There are two questions in one here. First, there's the question of double-width input or output, and you're ignoring the one-operand MUL/IMUL forms that do full widening multiplication, including the high half of the result: N * N => 2N bits, doing EDX:EAX = EAX * src
. See other answers for why this is useful.
BMI2 even introduced a more flexible full-multiply instruction, MULX, which has three explicit operands (two outputs and one input) and only one implicit operand (second source = EDX).
Second, you give an example of using imul
with an immediate operand, another thing that's unavailable for DIV/IDIV.
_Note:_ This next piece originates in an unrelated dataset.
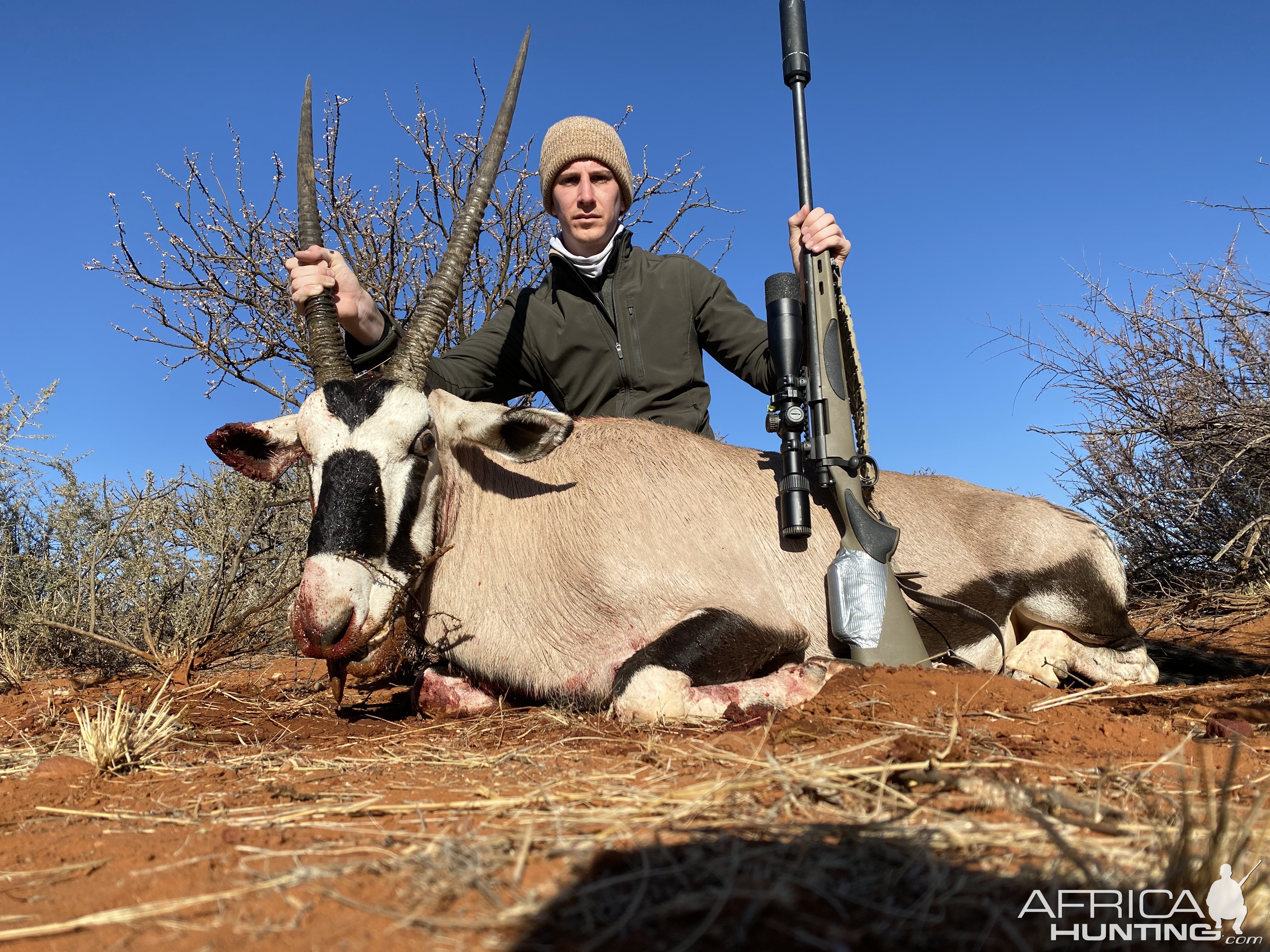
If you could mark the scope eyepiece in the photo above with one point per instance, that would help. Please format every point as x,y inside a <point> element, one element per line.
<point>797,59</point>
There is one obscure instruction which is actually an immediate-div, doing 8 bit / imm8 => 8bit quotient/remainder, rather than 16 / 8 => 8. It's called AAM, and isn't available in 64-bit mode. Assemblers default to dividing by 10 (for the intended use-case of BCD), but it's the same opcode with any imm8. Here's how to use DIV or AAM to turn a 0-99 integer into two ASCII digits, also pointing out many of the subtle differences between AAM and DIV r/m8
.
Intel could have added immediate versions of IDIV at any time, but never did. My guess is that DIV / IDIV are slow enough (and rare enough) that the extra overhead of mov reg, imm32
is negligible, and that spending opcode space (and decoder transistors) on such an instruction was never deemed worth it.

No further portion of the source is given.